A Troubling Conversation

By

Leonard Zwelling

         Recently I had a troubling conversation with an established
and wise faculty member of long standing (that means he was over 50). This
faculty member was telling me about two major struggles for clinical investigators
at MD Anderson.

         The first was E-Research which he described as an
all-encompassing research data base that includes the replacement for many of
the information systems my office installed in the late ‘90s including PDMS,
PDOL and the system used to track animal care and use protocols.

My
first response was, “it’s about time”.

         In March of 1995 when I first assumed the oversight of the
clinical research infrastructure, PDMS was the only game in town. It was never
built to service the protocol activities and human subject registration
tracking of the entire cancer center. It was devised by Susan Welch under the
guidance of then Division of Medicine head Irv Krakoff to gain control of phase
1 trial data for reporting purposes. It’s use beyond phase 1 studies was
optional in the Division of Medicine and surely so in the rest of the cancer
center.

         In late 1995 and early 1996, I was challenged with my first
“crisis” when a Warning Letter from the FDA shut down the studies of one of the
faculty. I spent 3 months trying to get the studies open, communicating by memo
(this was pre-email) with the faculty member and by telephone with the FDA, and
fielding anxious queries from patients and faculty members alike. Late on an
icy wintery December evening, the IRB coordinator in my office discovered that a
patient had died on the trial in question without the IRB having been informed
as is mandated by federal code. Then another unreported death on the same trial
was discovered.

         Shortly after the first of the year in 1996 Dr. Hohn, myself,
our FDA coordinator and the relevant Division Head visited the FDA in Bethesda,
MD for a command performance consisting of falling on multiple swords. We must
have bled sufficiently as our visit resulted in us succeeding in keeping the clinical
research programs at Anderson open but only if we installed a system of
institution-wide data collection that captured every registered clinical trial participant
in a single data base. You could not buy software like that in 1996 so we fell
to using PDMS. And, miraculously, it worked. The faculty grumbled but PDMS beat
the heck out of being shut down. A few years later we devised the PDOL system
and clinicaltrials.org (way before the NCI stole our url without asking).
Martha Matza, Wes Browning and Carleen Brunelli were essential to the
development of these systems as was Martha’s entire IS crew.

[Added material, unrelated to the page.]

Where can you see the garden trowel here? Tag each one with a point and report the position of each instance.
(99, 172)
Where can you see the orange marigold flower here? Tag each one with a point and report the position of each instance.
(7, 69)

         When I resigned from the oversight of clinical research in
2004, this was the state of affairs in clinical research IT, but talk had begun
about replacing all of this with a new system that could be purchased. I was
all for it, IF the new system could do what the old one did. I found out
through this recent conversation that over 9 years later (and $20M later spent
on e-research) all of the systems my team invented are still being used and the
replacement system is not ready for prime time.

         The other piece of my troubling conversation with this
senior faculty member was about genomics. Apparently the demand for this
service exceeds the ability of the institution to handle it and many of the sequencing
tests being ordered will not be reimbursed by insurers. No wonder. Most of them
are of theoretical utility only as to whether or not they will reveal a
potentially beneficial therapeutic avenue for any given patient. Furthermore,
even if a gene mutation is discovered and a targeting molecule matching the
mutation exists, this may constitute off-protocol, off-label drug use that once
again risks the drug’s use not being paid for. And of course there is the matter
of clinical benefit as in ‘Is There Any’ and how will you know when N=1?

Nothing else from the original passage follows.